Часть меня подозревала, что все осложнилось, когда я рассказала ему про Пола. Я не врала, когда говорила, что все еще иногда думаю о случившемся, но я выуживала из случившегося моменты, которыми могу гордиться, которые могу проработать, чтобы плохое не могло мне диктовать, что я должна чувствовать. Мне нужно убедиться, что он это понимал.
– Поработаешь в отеле? – спросил он.
Я кивнула, когда он последовал за мной к выходу из здания.
– Я провожу тебя.
Улыбнувшись ему, я прошептала:
– Спасибо.
Сигналя, мимо нас пронеслось такси. Нас хлестал холодный мартовский ветер. Найл приобнял меня, неуклюже направляя нас сквозь толпу, и наклонился к моему уху.
– Если я забыл тебе сказать, мне безмерно помогает твоя откровенность.
И вот запорхали бабочки. Целая стая.
Мы болтали о встрече, о том, что нас ждет на саммите в следующие несколько дней. Он держал меня за руку, и я с гордостью отметила, что приноровилась к его большим шагам, и мы легко шли вдвоем. Но оставалось что-то, повисшее в воздухе между нами.
– Ты хотел откровенности? – шепотом спросила я в лифте, пользуясь моментом прильнуть к нему.
– Да.
Я подняла голову, чтобы посмотреть ему в лицо.
– Сегодняшнее было слишком рано?
Он сглотнул, тут же поняв, о чем я.
– Может быть, немного. Но я не уверен, что хотел тебя остановить. Или что мог.
Я закрыла глаза, чувствуя дурноту.
– Или что должен был, – тихо добавил он, пальцем приподнимая мой подбородок, чтобы встретиться со мной взглядом. – Руби, это было бесподобно.
Я кивнула, выдавив из себя улыбку.
– Потом придешь ко мне? Когда вернешься с ужина.
Он долго смотрел на меня, удерживая мой взгляд, затем кивнул и наклонился, чтобы оставить на моих губах сладкий поцелуй.
– Если захочешь, возьми, чтобы войти, – сказала я, кладя в его руку дополнительную ключ-карту. – У меня будет куча всего, чтобы сделать, и, может, я буду не спать всю ночь или же… кто знает, вероятно, ты найдешь меня спящей за столом в луже собственной слюны.
Он расхохотался, и в этот момент мое обожание его ощущалось ударом в живот.

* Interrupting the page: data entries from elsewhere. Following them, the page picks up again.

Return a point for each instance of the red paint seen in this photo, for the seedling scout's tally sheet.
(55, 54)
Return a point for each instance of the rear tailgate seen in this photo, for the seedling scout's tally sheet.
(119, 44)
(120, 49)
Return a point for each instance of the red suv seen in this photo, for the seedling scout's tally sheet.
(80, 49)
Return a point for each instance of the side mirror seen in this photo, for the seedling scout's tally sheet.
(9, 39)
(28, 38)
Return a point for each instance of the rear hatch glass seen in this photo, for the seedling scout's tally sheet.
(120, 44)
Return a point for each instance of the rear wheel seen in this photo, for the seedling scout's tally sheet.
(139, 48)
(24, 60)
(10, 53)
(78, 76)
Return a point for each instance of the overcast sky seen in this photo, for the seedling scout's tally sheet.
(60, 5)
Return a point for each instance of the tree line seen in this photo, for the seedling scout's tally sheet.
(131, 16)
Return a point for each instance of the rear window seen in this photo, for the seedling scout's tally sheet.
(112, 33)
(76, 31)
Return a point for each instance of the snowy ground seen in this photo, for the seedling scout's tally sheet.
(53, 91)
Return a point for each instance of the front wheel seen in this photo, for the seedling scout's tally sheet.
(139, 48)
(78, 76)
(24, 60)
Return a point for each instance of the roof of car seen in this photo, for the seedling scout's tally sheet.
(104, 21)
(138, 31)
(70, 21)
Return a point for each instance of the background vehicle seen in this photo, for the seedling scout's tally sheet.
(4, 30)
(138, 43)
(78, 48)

Еще раз меня поцеловав, он убрал карту в карман. Я вышла из лифта и помахала ему рукой, наблюдая за его исчезновением за закрывающимися дверями.
***
Меня разбудил электронный звук открывающегося замка. Треугольник света от открывшейся двери тут же исчез, когда она закрылась. Как и предупредила, я работала до тех пор, пока вообще могла держать глаза открытыми, после чего оттащила себя от стола, разделась, нацепила футболку и рухнула на кровать.
Дверь заперли, и в тусклом свете, льющемся из окна, я увидела силуэт Найла, тихо снимающего с себя пиджак и рубашку, после чего севшего у моих ног. Я почувствовала, как под его весом прогнулся матрас, и ждала, что он что-нибудь скажет. Тишину нарушало тиканье его часов, прежде чем он наконец заговорил.
– Не спишь? – прошептал он в темноту. Эта тишина все завязала узлом в моем животе. Что произошло, с тех пор как я оставила его в лифте? Он всю ночь думал и надумывал лишнего, пытаясь понять, что же между нами происходит? У меня было ощущение, что я примерзла к кровати и никак не могло вымолвить ни слова, и тут же я подумала, что будет, если я так ничего и не отвечу? Заберется ли в кровать и свернется рядом со мной? Или же встанет, оденется и уйдет? Мне было страшно выяснить.
– Руби?
– Который час? – наконец спросила я.
– Около часа ночи.
Я села, подтянув колени к груди.
– Только что закончился ужин?
– Нет, – и хотя мне не было видно выражение его лица, я заметила, как он провел рукой по волосам. – Последние два часа я провел внизу.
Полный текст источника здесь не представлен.